Currently we have Maria. She has been absolutely fantastic. She is patient, gentle and kind. My parents treat her like a daughter, and she calls them ‘mum and dad’ – it’s very sweet.
Betty is also absolutely brilliant. She is sporty just like mum and dad, and she watches Wimbledon and football with them, which they all enjoy.
Julienne baked my mum and dad cakes, and served them homemade desserts like apples tarts and ice cream – my mum absolutely loved that! It’s the little things like that, they make all the difference.
The carers all become very much part of their lives. Not every carer has been a perfect fit, but mostly they have got on with my parents very well, and Elder have been very supportive in finding the right people for us.
Mum did struggle a bit at first with someone else in the house, it took some getting used to, but she is used to it now. She loves Maria and her other carers, and mostly she loves being at home, with her own things.
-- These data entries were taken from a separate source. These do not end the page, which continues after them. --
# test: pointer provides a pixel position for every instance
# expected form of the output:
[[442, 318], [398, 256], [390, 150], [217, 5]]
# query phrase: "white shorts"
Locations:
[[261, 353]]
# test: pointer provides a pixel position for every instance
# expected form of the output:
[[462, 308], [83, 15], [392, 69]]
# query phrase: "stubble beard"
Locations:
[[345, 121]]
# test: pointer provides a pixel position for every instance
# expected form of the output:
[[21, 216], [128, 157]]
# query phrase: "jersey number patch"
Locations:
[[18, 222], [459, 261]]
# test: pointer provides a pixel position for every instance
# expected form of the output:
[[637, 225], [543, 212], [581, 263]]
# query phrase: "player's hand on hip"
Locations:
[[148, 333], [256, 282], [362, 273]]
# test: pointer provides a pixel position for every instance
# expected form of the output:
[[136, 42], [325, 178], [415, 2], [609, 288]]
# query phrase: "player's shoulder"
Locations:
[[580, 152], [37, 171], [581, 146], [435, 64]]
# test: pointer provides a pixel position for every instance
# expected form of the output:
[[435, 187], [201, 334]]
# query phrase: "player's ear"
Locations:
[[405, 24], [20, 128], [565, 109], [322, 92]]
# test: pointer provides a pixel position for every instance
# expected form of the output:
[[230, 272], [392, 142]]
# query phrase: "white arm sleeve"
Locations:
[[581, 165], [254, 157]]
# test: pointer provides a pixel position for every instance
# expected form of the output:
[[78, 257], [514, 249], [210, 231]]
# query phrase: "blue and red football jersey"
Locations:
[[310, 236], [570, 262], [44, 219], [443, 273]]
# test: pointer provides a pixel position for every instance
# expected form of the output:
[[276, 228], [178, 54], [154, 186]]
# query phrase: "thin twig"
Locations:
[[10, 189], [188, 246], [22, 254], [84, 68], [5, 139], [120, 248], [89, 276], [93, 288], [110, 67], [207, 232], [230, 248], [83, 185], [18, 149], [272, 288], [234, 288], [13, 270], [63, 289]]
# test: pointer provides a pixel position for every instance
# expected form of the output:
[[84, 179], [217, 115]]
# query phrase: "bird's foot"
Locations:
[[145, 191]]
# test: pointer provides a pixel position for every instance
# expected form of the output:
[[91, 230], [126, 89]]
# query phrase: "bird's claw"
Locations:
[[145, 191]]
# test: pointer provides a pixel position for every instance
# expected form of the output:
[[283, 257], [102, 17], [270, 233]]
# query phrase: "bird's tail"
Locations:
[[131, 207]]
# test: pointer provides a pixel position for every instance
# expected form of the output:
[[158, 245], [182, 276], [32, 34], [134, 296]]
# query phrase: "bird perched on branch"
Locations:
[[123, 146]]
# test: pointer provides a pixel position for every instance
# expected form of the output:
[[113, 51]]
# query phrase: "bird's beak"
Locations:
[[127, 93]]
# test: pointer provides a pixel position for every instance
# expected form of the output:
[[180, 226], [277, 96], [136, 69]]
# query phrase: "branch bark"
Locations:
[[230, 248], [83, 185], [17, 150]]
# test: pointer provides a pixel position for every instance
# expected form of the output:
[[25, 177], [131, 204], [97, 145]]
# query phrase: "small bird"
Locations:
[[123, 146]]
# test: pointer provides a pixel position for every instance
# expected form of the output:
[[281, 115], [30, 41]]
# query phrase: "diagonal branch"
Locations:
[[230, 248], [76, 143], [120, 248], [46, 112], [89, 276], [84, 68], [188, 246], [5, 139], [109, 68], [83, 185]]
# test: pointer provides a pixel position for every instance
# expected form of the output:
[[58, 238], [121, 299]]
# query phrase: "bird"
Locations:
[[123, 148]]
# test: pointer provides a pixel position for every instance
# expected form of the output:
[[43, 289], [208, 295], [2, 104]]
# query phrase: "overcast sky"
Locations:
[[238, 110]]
My parents staying at home means I can spend a lot of time with them in their own home, which I wouldn’t be able to do if they were in residential care. The assisted living community has become my social network too – I organise bowls, yoga and poetry here too. There is a real community spirit. Neighbours all know that mum and dad have a live-in carer, and they comment on how lovely the carers are.
During coronavirus lockdown, I have been able to move into a spare flat here, meaning I am still here for them without putting them at risk, so that has been really reassuring.
I can also have my own life and evenings to myself and my husband, so it has given us all a really nice set-up, and I wouldn’t be able to do that if I didn’t have a live-in carer.